U.S. Ambassador to the U.N. Defends Obama’s Decision to Restore UNESCO Funding

March 21, 2012 - 4:34 AM
Susan Rice

Susan Rice, U.S. ambassador to the United Nations, takes part in a Security Council meeting at United Nations headquarters. (AP Photo)

(CNSNews.com) – The Obama administration’s envoy to the United Nations argued on Capitol Hill Tuesday that defunding the United Nation’s cultural agency because it admitted “Palestine” hurts America’s interests more than it does those of the Palestinians.

Appearing before the House Appropriations’ subcommittee responsible for foreign operations, Susan Rice was questioned about the administration’s fiscal year 2013 request for $79 million for the U.N. Educational, Scientific and Cultural Organization.

She described UNESCO as “essentially an anti-extremist organization,” saying that it does “essential work, from girls’ education to tsunami warning, that serve U.S. interests.”

“It’s not in our interests for these critical programs to go without 22 percent of U.S. funding.”

Just months after defunding UNESCO last fall -- in compliance with U.S. laws dating from 1990 and 1994 – the administration is now seeking a waiver to enable it to resume the funding in coming months.

Republican lawmakers view the funding cutoff as a success: Amid fretting by U.N. Secretary-General Ban Ki-moon over the serious implications for an organization that depends on U.S. taxpayers for 22 percent of its funding, the Palestinian Authority (P.A.) last November suspended plans to seek membership in a range of other U.N. agencies.

“Many members of Congress believe that cutting off these funds is the reason the P.A. stopped further recognition efforts,” committee chairman Rep.

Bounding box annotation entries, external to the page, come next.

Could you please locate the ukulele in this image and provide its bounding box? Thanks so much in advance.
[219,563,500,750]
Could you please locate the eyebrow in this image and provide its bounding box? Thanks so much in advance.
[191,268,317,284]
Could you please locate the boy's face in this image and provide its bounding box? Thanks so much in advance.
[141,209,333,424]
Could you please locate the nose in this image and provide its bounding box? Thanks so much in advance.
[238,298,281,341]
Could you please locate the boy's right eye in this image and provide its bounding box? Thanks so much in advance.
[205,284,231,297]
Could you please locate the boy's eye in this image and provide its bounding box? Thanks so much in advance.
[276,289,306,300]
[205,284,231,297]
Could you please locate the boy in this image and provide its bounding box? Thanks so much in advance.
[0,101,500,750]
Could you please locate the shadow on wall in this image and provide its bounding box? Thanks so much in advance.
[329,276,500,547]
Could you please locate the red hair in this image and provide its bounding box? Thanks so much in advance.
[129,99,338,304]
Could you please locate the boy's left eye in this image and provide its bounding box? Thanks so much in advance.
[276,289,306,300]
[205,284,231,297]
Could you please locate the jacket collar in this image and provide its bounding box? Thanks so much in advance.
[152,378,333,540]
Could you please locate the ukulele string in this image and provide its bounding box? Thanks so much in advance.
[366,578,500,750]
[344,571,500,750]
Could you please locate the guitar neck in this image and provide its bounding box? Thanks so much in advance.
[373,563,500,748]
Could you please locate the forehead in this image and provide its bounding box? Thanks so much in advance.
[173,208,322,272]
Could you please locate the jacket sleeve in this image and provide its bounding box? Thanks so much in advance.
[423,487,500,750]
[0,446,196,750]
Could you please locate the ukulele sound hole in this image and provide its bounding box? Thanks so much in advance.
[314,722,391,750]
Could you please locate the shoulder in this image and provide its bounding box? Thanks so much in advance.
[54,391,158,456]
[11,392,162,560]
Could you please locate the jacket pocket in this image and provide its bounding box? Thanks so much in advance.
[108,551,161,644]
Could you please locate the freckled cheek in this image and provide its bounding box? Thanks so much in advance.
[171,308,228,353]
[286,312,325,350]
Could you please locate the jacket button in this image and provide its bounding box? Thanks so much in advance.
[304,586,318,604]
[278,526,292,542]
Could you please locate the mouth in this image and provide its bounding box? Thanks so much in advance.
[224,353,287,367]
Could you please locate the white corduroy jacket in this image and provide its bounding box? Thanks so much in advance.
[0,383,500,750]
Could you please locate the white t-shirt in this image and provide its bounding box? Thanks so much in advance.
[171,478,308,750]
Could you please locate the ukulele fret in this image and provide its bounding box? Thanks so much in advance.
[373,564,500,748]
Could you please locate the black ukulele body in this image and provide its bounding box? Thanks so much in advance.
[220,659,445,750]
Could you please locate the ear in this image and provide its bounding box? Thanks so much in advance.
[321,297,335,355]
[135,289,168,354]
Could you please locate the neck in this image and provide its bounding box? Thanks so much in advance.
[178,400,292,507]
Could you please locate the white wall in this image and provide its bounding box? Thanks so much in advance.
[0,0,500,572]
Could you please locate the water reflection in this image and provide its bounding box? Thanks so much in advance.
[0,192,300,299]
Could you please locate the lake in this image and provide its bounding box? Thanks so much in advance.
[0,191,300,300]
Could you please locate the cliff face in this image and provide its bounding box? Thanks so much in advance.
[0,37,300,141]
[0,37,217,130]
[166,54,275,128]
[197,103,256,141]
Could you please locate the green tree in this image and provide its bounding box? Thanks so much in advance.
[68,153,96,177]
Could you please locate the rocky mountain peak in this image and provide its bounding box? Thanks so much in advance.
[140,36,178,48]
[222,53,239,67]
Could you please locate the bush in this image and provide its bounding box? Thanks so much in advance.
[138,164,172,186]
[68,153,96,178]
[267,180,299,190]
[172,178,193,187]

Kay Granger (R-Texas) said in her opening statement at Tuesday’s hearing.

But Rice disputed the notion that the 1990 and 1994 laws serve as a successful deterrent today.

When the laws were created, she told the panel, “the world was a very different place – the process of pursuing a negotiated two-state solution was, you know, in a very different place.”

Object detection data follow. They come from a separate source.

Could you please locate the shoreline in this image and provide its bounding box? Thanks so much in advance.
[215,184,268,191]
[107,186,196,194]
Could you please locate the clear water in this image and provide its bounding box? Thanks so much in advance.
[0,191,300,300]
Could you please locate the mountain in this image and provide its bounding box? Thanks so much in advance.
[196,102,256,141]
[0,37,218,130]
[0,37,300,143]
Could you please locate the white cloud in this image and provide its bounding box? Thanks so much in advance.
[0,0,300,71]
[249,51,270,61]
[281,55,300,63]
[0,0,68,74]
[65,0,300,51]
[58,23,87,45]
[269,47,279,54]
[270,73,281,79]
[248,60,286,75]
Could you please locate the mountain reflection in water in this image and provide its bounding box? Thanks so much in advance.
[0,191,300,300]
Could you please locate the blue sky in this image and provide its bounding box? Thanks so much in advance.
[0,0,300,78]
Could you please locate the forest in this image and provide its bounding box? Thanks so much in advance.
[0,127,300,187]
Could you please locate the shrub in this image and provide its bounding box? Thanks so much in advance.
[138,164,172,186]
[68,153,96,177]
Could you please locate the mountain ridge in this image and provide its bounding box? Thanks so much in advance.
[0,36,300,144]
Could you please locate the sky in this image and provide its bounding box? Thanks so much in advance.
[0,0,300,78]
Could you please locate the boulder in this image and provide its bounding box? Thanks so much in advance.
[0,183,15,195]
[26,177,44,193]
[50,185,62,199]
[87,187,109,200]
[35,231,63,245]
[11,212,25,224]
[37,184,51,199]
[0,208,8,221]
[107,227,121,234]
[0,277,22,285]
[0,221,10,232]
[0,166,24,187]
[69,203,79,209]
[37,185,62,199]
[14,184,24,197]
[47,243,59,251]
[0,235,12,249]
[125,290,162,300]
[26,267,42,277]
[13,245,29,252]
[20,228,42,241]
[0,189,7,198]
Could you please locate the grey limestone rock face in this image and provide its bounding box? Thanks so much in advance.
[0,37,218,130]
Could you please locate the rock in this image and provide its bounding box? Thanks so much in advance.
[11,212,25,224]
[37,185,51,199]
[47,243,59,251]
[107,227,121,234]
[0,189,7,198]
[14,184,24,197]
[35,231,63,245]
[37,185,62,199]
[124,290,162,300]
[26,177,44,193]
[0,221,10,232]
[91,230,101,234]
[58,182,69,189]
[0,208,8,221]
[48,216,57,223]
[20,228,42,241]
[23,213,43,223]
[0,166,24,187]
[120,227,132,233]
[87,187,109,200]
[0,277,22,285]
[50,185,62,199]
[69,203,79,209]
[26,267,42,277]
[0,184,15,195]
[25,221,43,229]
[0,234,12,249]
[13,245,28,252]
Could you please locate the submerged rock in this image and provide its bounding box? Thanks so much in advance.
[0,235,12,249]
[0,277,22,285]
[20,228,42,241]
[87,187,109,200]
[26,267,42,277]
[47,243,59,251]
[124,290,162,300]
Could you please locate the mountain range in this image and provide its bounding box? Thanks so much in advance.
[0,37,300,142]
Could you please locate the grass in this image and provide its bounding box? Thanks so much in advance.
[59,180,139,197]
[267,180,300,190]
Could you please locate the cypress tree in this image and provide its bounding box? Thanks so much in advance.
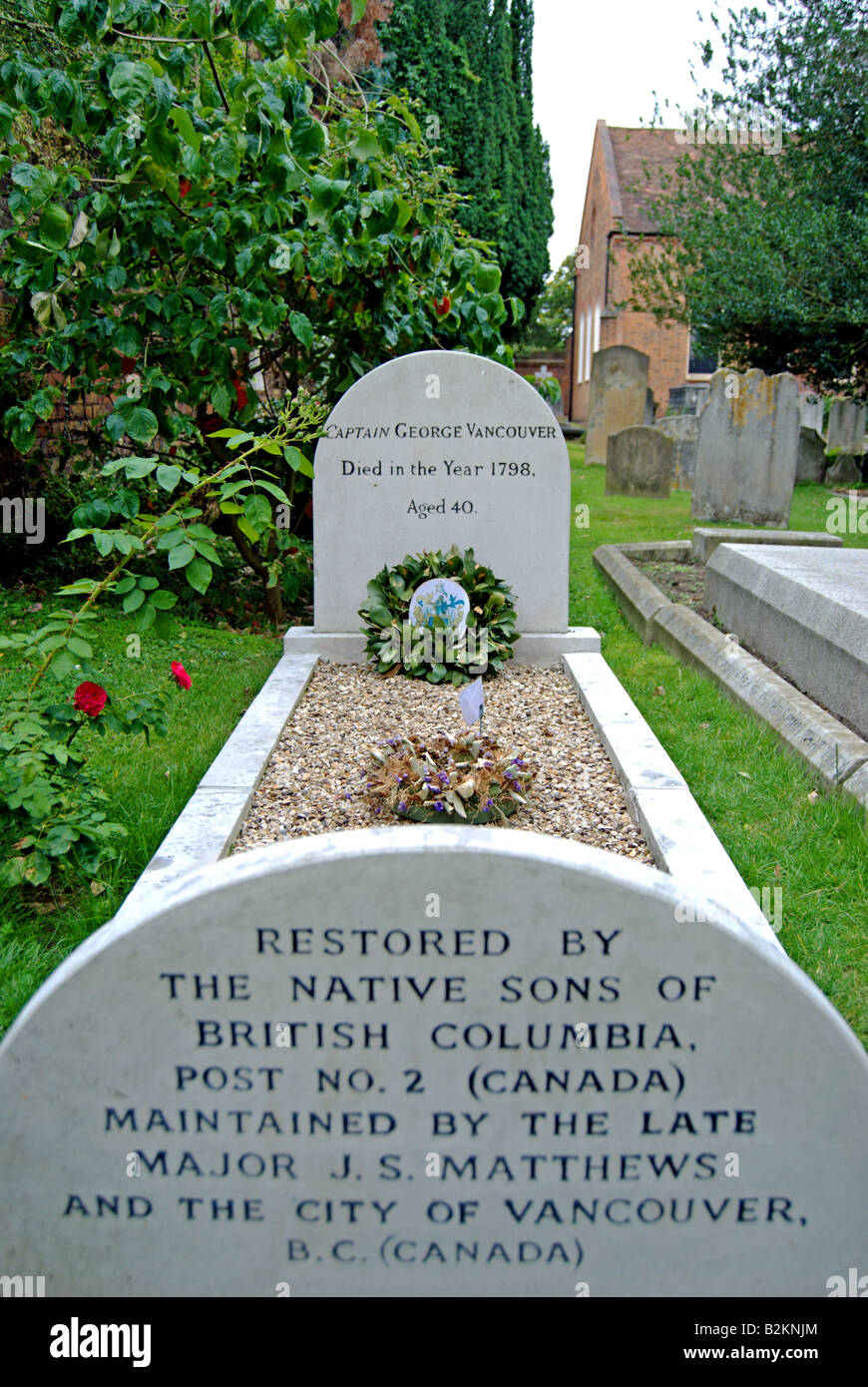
[380,0,552,329]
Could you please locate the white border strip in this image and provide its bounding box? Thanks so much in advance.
[563,655,782,949]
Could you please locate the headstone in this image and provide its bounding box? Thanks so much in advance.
[796,424,828,481]
[606,424,672,497]
[824,452,862,488]
[655,415,698,491]
[826,399,865,458]
[691,370,799,530]
[799,394,822,437]
[313,351,570,633]
[585,347,648,463]
[705,544,868,736]
[0,828,868,1299]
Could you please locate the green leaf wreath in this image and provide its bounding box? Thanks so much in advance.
[359,545,520,687]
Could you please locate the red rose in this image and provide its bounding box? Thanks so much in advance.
[72,683,108,717]
[172,661,193,690]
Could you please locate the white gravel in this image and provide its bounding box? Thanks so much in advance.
[232,663,651,864]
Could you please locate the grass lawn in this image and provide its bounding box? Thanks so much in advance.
[0,590,281,1031]
[570,444,868,1043]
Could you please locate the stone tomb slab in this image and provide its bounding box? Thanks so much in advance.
[313,351,570,633]
[0,826,868,1298]
[705,544,868,736]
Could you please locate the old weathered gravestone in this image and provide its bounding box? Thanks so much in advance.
[0,826,868,1298]
[796,424,828,481]
[824,452,862,487]
[313,351,570,633]
[585,347,648,463]
[654,415,698,491]
[690,370,799,529]
[705,544,868,736]
[799,394,822,435]
[606,424,672,497]
[826,399,865,458]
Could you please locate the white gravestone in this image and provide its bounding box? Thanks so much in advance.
[313,351,570,633]
[0,826,868,1298]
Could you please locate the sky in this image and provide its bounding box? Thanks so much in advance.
[534,0,720,269]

Back then, Rice said, the law did have the deterrent effect, as intended.

“It no longer does,” she said, noting that “the Palestinians and the rest of the world knew about the legislative restrictions before they took the vote in UNESCO” and went ahead anyway.

Should the P.A. decide to go ahead with applying to join other U.N. bodies, Rice continued, the law’s existence would likely not deter a majority of U.N. member states from voting to admit “Palestine.”

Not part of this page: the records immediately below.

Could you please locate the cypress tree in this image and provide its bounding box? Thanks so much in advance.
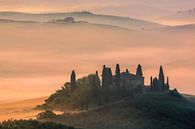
[136,64,143,76]
[167,77,170,90]
[108,68,113,85]
[159,66,165,87]
[102,65,106,89]
[115,64,121,96]
[150,77,153,86]
[70,70,76,90]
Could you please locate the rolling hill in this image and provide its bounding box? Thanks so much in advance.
[38,93,195,129]
[0,11,165,30]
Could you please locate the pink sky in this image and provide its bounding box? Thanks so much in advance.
[0,23,195,100]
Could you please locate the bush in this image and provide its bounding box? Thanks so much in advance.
[37,111,57,119]
[0,120,79,129]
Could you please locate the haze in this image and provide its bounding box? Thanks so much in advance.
[0,0,195,25]
[0,0,195,103]
[0,22,195,100]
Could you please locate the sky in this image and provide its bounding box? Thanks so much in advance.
[0,23,195,100]
[0,0,195,101]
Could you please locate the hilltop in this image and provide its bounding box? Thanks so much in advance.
[0,11,163,30]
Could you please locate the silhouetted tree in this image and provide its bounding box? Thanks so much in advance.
[159,66,165,88]
[151,78,159,91]
[167,77,170,90]
[136,64,143,76]
[70,70,76,90]
[115,64,121,96]
[107,68,113,86]
[150,77,153,86]
[102,65,110,102]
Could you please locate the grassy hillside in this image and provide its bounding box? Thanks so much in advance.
[0,120,79,129]
[0,11,162,30]
[38,93,195,129]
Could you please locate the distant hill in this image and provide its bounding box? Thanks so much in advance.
[159,8,195,25]
[38,93,195,129]
[0,11,162,30]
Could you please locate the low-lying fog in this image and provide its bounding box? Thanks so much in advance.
[0,23,195,100]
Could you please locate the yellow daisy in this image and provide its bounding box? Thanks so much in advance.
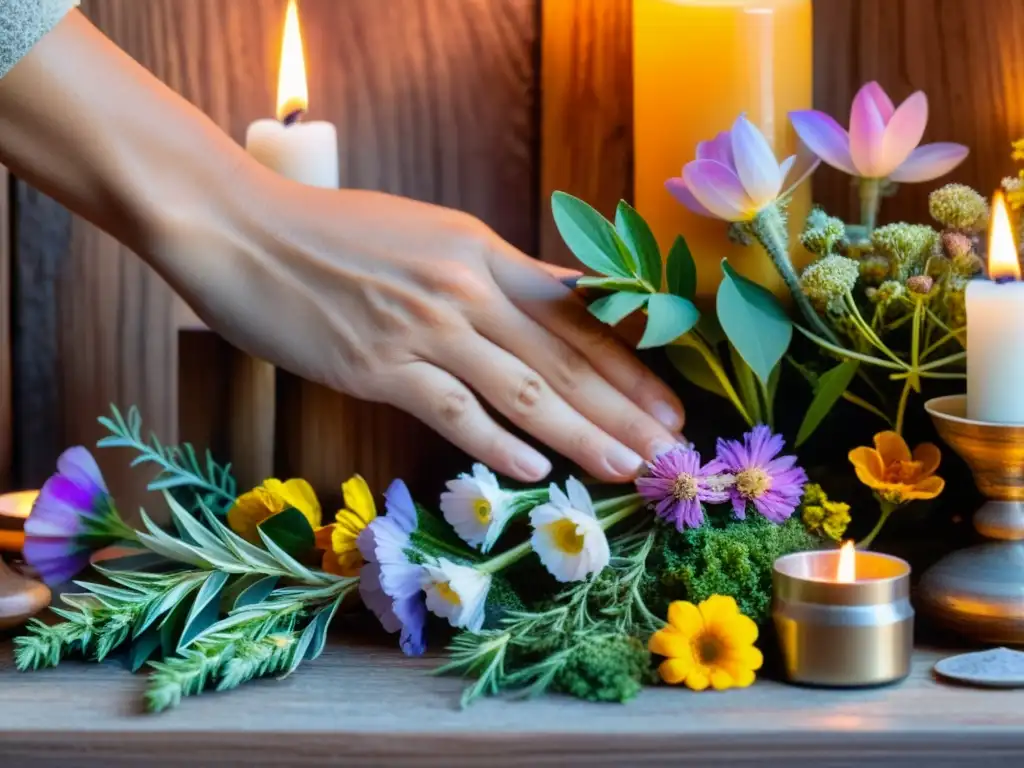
[648,595,764,690]
[227,477,322,544]
[316,475,377,577]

In the case of UNESCO, Rice suggested that the Palestinians achieved both membership and the additional benefit of seeing the decline of U.S. influence in the agency. (Once a UNESCO member is two years in arrears, it loses its voting rights.)

Rice said a distinction should be made between UNESCO as an agency and the member states that cast votes. (The vote to admit “Palestine” passed 107-14.)

It was difficult to punish member states that take stands opposed by the U.S., she said. Rice also noted that countries at times take voting positions on some issues that the U.S. would deplore but on others that the U.S. would welcome.

‘We discredit ourselves’

Republican members voiced strong feelings about the administration’s attempt to reverse the funding cutoff.

“This subcommittee was pretty clear that if the Palestinians went to the U.N., UNESCO, that there would be consequences,” said Rep. Charles Dent (R-Pa.). “We said it, we meant it.”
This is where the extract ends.